Following this, the restriction on the the vector $$x$$ $$\leq \beta$$. Where does $$\beta$$ come from? I understand by restricting the value of $$\beta$$ you increase the hardness of the problem but at what point do you is it defined?

## About the basis

As stated in the other answer, the lattice directly related to SIS is actually the $$q$$-ary lattice defined as

$$\mathcal{L}_q^\bot(A) := \{ u \in \mathbb{Z}^n : Au = 0 \mod q \}.$$

And its basis is not the matrix $$A$$. To construct a basis to this lattice, one usually suppose that $$A$$ has $$n$$ linearly independent columns (let's say, the first $$n$$) and write $$A = [A_1 \quad A_2]$$ with $$A_1$$ being an $$n\times n$$ matrix invertible over $$\mathbb{Z}_q$$, then the following matrix $$B$$ is a basis:

$$B = \begin{pmatrix} ~q\cdot I_n~ & -A_1^{-1}A_2 \\ ~\vec 0~ & I_{m-n} \end{pmatrix} \in \mathbb{Z}^{m \times m}$$

## About the hardness

Actually, it could be a hard problem regardless its connections with lattice problems. But it is connect to lattices in several ways. First, it is obvious that finding short vectors in $$\mathcal{L}_q^\bot(A)$$ gives us solutions to SIS. Moreover, it has been proved that if one can solve SIS in polynomial time in average, then one can solve hard lattice problems.

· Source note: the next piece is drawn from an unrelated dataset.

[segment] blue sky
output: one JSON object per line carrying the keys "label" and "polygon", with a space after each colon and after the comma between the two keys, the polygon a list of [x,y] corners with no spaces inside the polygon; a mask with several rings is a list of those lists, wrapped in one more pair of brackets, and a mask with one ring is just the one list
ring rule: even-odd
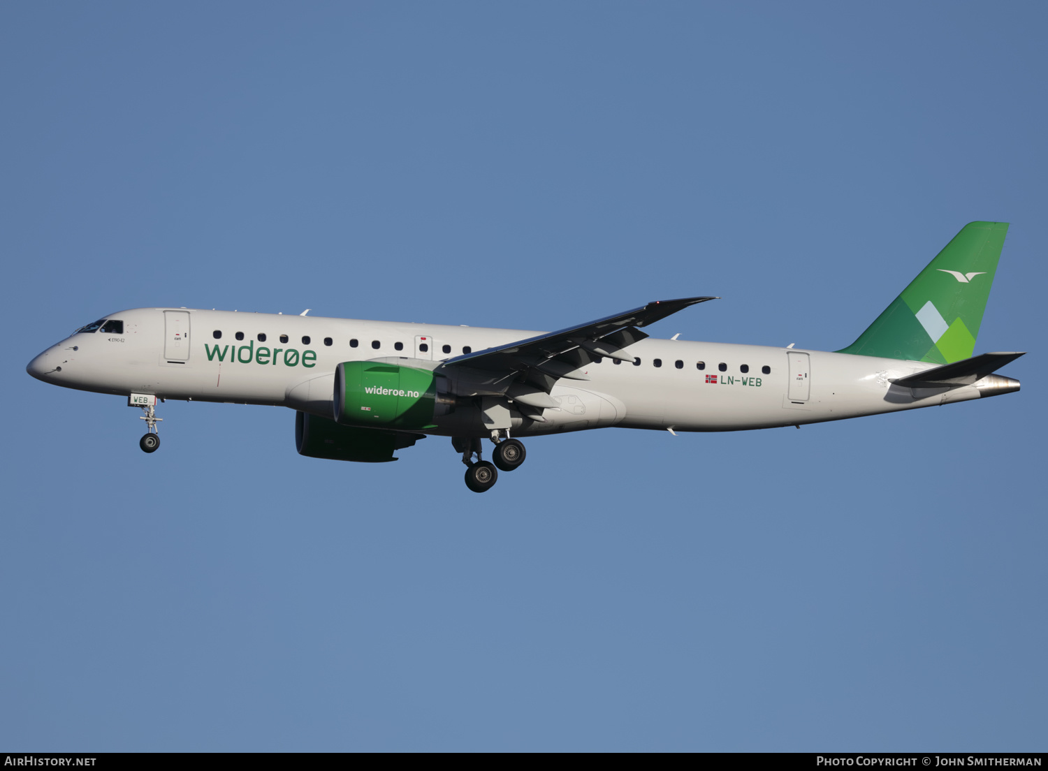
{"label": "blue sky", "polygon": [[[1045,749],[1040,3],[7,3],[12,750]],[[301,458],[24,372],[188,306],[835,350],[1011,222],[1004,398]],[[1042,255],[1042,257],[1039,257]]]}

Roughly speaking: if you had an algorithm to solve SIS with non-negligible probability (for instance, your algorithm could work one time out of one million), then you would have an algorithm to solve approximate versions of GapSVP and SIVP).

## About the value $$\beta$$

The value $$\beta$$ is a parameter of the problem. It is easy to find $$u$$ such that $$Au = 0 \mod q$$ (just use Gaussian elimination), what may be hard is to find a short vector satisfying this equation. But how do you define short? Using $$\beta$$ as an upper bound to the length.

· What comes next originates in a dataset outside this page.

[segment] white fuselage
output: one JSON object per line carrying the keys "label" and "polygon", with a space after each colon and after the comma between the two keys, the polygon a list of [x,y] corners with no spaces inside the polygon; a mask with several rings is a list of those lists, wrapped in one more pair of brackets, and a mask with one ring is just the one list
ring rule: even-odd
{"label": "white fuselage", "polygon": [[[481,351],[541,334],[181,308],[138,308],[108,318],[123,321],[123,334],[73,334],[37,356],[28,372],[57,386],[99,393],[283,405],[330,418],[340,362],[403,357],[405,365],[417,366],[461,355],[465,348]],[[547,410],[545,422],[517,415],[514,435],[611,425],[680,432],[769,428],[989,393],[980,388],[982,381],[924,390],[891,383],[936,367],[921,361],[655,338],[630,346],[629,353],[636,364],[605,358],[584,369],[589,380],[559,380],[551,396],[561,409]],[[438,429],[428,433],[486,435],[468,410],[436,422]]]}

These are standard facts: if $$\beta \ge q$$, then $$u = (q, 0, 0,..., 0)$$ is a valid solution, therefore, SIS is trivial for such values of $$\beta$$. If $$\beta$$ is too small, then maybe there is no valid solution. If $$\beta \ge \sqrt{m}$$ and $$m \ge n\log q$$, then it is guarantee that there exist at least one valid solution.

If you are solving a SIS instance $$As = 0$$ over $$\mathbb{Z}_q$$ then this can be seen as finding a short non-zero vector from the lattice $$\{z \in \mathbb{Z}^m \ \mid Az = 0 \in \mathbb{Z}_q^n\} \supset q \mathbb{Z}^m$$. Thus it is not the same as your $$L(B)$$.

On the other hand, showing that SIS is as hard as certain lattice problems is not obvious and follows from this work and a long sequence of works establishing progressively stronger results about the hardness of the SIS. You can find some general information in this survey.